13. The kit of claim 11, wherein the container is an Eppendorf microcentrifuge tube.

14. The kit of claim 11, wherein the kit further comprises instructions for using the kit to stimulate cytokine production by an immune cell.

15. An immunotherapy method comprising;

a. performing the method of claim 1 on multiple immune cells to determine the potency of each immune cell;

b. selecting at least one potent immune cell based on the amount of cytokine detected; and

c. administering a therapeutically effective amount of the potent immune cell to a subject in need thereof as an immunotherapeutic.

16. The immunotherapy method of claim 15, further comprising extracting the multiple immune cells from an allogeneic or autologous donor prior to assaying the potency of the immune cell.

17. The immunotherapy method of claim 15, further comprising expanding the at least one potent immune cell prior to delivering a therapeutically effective amount of the potent immune cell.

18. The immunotherapy method of claim 15, further comprising directing the multiple immune cells or the potent immune cell to respond to a specified antigen.

19. The immunotherapy method of claim 18, further comprising genetically altering the multiple immune cells or the potent immune cell to present a chimeric antigen receptor.

20. A method of treating, inhibiting, reducing, preventing, and/or ameliorating a cancer and/or metastasis in a subject comprising:

a. obtaining one or more immune cells;

b. contacting an immune cell with an effective amount of a plasma membrane particle, a liposome, or an exosome;

c. detecting the amount of a cytokine produced by the immune cell;

d. selecting at least one potent immune cell based on the amount of cytokine detected; and

e. administering to the subject a therapeutically effective amount of the potent immune cell.
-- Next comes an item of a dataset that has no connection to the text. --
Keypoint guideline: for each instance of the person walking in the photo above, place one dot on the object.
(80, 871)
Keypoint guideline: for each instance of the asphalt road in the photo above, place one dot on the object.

21. The method of treating, inhibiting, reducing, preventing, and/or ameliorating a cancer and/or metastasis in a subject of claim 20, wherein the one or more immune cells is obtained from an allogeneic or autologous donor.

22. The method of treating, inhibiting, reducing, preventing, and/or ameliorating a cancer and/or metastasis in a subject of claim 20, further comprising extracting the multiple immune cells from an allogeneic or autologous donor.

23. The method of treating, inhibiting, reducing, preventing, and/or ameliorating a cancer and/or metastasis in a subject of claim 20, wherein the immune cell is a T-cell, a macrophage, a Natural Killer (NK) cell, NK T cell, chimeric antigen receptor (CAR) T cell, or CAR NK cell.

24. The method of treating, inhibiting, reducing, preventing, and/or ameliorating a cancer and/or metastasis in a subject of claim 20, further comprising expanding the at least one potent immune cell prior to delivering a therapeutically effective amount of the at least one potent immune cell.